If there's a runner-up to GE's Jeffrey Immelt for the title of President Obama's favorite CEO, it might be Dow Chemical's Andrew Liveris. The Wall Street Journal reviews Mr. Liveris's new book, Make It in America, without any mention at all of the Obama connection. The Journal says Mr. Liveris "thinks that the U.S. government needs to draw up a national strategy to encourage more manufacturing, especially in renewable energy and other 'green' technologies." Also, "Mr. Liveris would like see the federal government offer financial incentives to various companies—beyond what is already dangled by state and local agencies—to encourage manufacturers to build factories in the U.S."
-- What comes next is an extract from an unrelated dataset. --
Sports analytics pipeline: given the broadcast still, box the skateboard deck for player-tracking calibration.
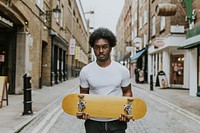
[62,94,147,120]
In November 2009, President Obama named Mr. Liveris to the U.S.-India CEO Forum and invited him to a meeting at the Treasury Department with Secretary Geithner and Lawrence Summers. In July 2010, Mr. Obama appointed Mr. Liveris a member of the President's Export Council. Last week, Mr. Liveris, like Mr. Immelt, was invited to the White House to meet with President Obama and Chinese leader Hu Jintao, and Mr. Liveris, like Mr. Immelt, stayed for the state dinner.
Is it just a coincidence that all these CEOs hanging around Mr. Obama want things — "a national strategy," "financial incentives" — beyond simply a government that treats every business the same way? Certainly the traits rewarded by these sorts of government-bestowed preferences for businesses include some, such as the ability to gain access to government officials, that these big-company CEOs seem to have in abundance.